Les évêques catholiques disent une prière au lancement du dialogue politique, à Kinshasa, RDC, 8 décembre 2016. (VOA/Top Congo)

Les évêques catholiques disent une prière au lancement du dialogue politique, à Kinshasa, RDC, 8 décembre 2016. (VOA/Top Congo)

Le Front pour le respect de la Constitution, plateforme constituée autour du MLC (Mouvement pour la libération du Congo), parti de l’ancien rebelle et ancien vice-président congolais Jean-Pierre Bemba, a regagné sa place aux discussions directes dirigées par les évêques catholiques en vue d’éviter un chaos à la RDC au 19 décembre, date de la fin du dernier mandat du président Joseph Kabila.
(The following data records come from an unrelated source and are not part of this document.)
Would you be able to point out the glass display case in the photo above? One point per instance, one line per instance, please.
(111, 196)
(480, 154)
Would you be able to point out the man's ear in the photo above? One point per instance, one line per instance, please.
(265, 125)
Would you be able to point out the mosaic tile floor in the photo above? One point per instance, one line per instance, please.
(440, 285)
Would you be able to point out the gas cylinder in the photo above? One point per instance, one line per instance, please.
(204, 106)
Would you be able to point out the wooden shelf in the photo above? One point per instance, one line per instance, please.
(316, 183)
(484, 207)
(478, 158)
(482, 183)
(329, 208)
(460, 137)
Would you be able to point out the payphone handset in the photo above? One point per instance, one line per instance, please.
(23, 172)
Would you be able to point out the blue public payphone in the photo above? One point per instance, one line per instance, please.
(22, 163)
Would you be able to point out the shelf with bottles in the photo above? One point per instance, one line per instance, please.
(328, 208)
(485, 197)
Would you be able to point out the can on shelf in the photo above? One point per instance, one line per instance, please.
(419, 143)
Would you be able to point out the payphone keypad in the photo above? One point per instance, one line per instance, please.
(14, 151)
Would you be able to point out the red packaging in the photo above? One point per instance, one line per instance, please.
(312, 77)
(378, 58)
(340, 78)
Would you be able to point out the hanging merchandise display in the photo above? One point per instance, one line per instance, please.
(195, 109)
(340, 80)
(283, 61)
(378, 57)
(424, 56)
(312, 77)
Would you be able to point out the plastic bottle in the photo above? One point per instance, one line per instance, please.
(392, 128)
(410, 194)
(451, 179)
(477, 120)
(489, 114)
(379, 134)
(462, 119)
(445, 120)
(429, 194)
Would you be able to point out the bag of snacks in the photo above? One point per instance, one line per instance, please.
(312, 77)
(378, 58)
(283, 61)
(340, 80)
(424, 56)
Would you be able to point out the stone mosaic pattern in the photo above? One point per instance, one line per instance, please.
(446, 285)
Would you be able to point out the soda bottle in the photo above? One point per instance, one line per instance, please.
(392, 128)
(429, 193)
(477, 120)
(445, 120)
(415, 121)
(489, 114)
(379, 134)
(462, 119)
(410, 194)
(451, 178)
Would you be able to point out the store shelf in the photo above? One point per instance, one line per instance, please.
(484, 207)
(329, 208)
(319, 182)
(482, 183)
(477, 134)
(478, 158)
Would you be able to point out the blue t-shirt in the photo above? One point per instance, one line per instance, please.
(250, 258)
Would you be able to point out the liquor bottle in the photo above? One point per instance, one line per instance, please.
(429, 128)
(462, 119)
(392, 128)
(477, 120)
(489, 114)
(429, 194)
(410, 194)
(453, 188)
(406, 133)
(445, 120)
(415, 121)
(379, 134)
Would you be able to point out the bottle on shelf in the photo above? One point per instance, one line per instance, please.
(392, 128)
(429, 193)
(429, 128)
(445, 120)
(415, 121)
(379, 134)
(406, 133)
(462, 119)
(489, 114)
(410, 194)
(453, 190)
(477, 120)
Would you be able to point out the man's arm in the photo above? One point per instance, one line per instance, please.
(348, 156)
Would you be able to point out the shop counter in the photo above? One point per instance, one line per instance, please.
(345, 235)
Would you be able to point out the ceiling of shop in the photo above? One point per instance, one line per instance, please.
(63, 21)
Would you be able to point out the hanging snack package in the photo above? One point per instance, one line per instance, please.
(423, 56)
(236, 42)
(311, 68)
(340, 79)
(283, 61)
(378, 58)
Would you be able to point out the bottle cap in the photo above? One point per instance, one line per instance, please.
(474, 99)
La coordinatrice de cette plateforme, la sénatrice Eve Bazaiba, évoque entre autres les contacts pris avec le nonce apostolique à Kinshasa pour justifier ce changement de décision.

"Au vu de la démarche du représentant du Vatican, de la Cenco (Conférence épiscopale nationale du Congo) et de nombreux partenaires nationaux et internationaux, le Front, après consultation de ses organes, a accepté d’assouplir sa position afin d’envisager la possibilité de reprendre sa place dans ce dialogue pour sortir le pays de la crise", écrit Mme Bazaiba dans un communiqué.

Le Front n’indique toutefois pas si sa revendication a trouvé un écho favorable. La plateforme réclamait plus de représentants, n’ayant reçu qu’un quota de deux alors que les autres plateformes en ont cinq chacune.

Les travaux au dialogue se poursuivent mercredi en commissions. Chaque camp expose son point de vue sur les questions évoquées.

Le dialogue démarré vendredi, a repris ses travaux mardi après quatre jours de trêve. Il s’est poursuivi en quatre commissions.

Manifestations et arrestations

Des militants des mouvements citoyens ont manifesté mardi devant le lieu où se tient le dialogue, exigeant le départ de M. Kabila au 19 Kabila comme prescrit par la Constitution.

La police a dispersé manifestations et procédé à des arrestations, a déclaré à VOA Afrique un membre du mouvement Filimbi.

Le dialogue actuel a été convoqué pour trouver une solution à la crise causée par la non-tenue des élections (principalement la présidentielle) à la proche de la fin du dernier mandat du président Joseph Kabila au pouvoir depuis 2001.

La Constitution limite à deux le nombre de mandats présidentiels et interdit ainsi à M. Kabila de se représenter.

Les mouvements citoyens mais aussi l’opposition accusent M. Kabila d’avoir délibérément manœuvré pour ne pas organiser les élections et se maintenir au pouvoir.

Plus de 50 personnes ont été tuées en septembre dernier à Kinshasa lors des affrontements entre les forces de l’ordre et des manifestants qui exigeaient le départ du pouvoir du président Kabila au 19 décembre, date de la fin de son dernier mandat.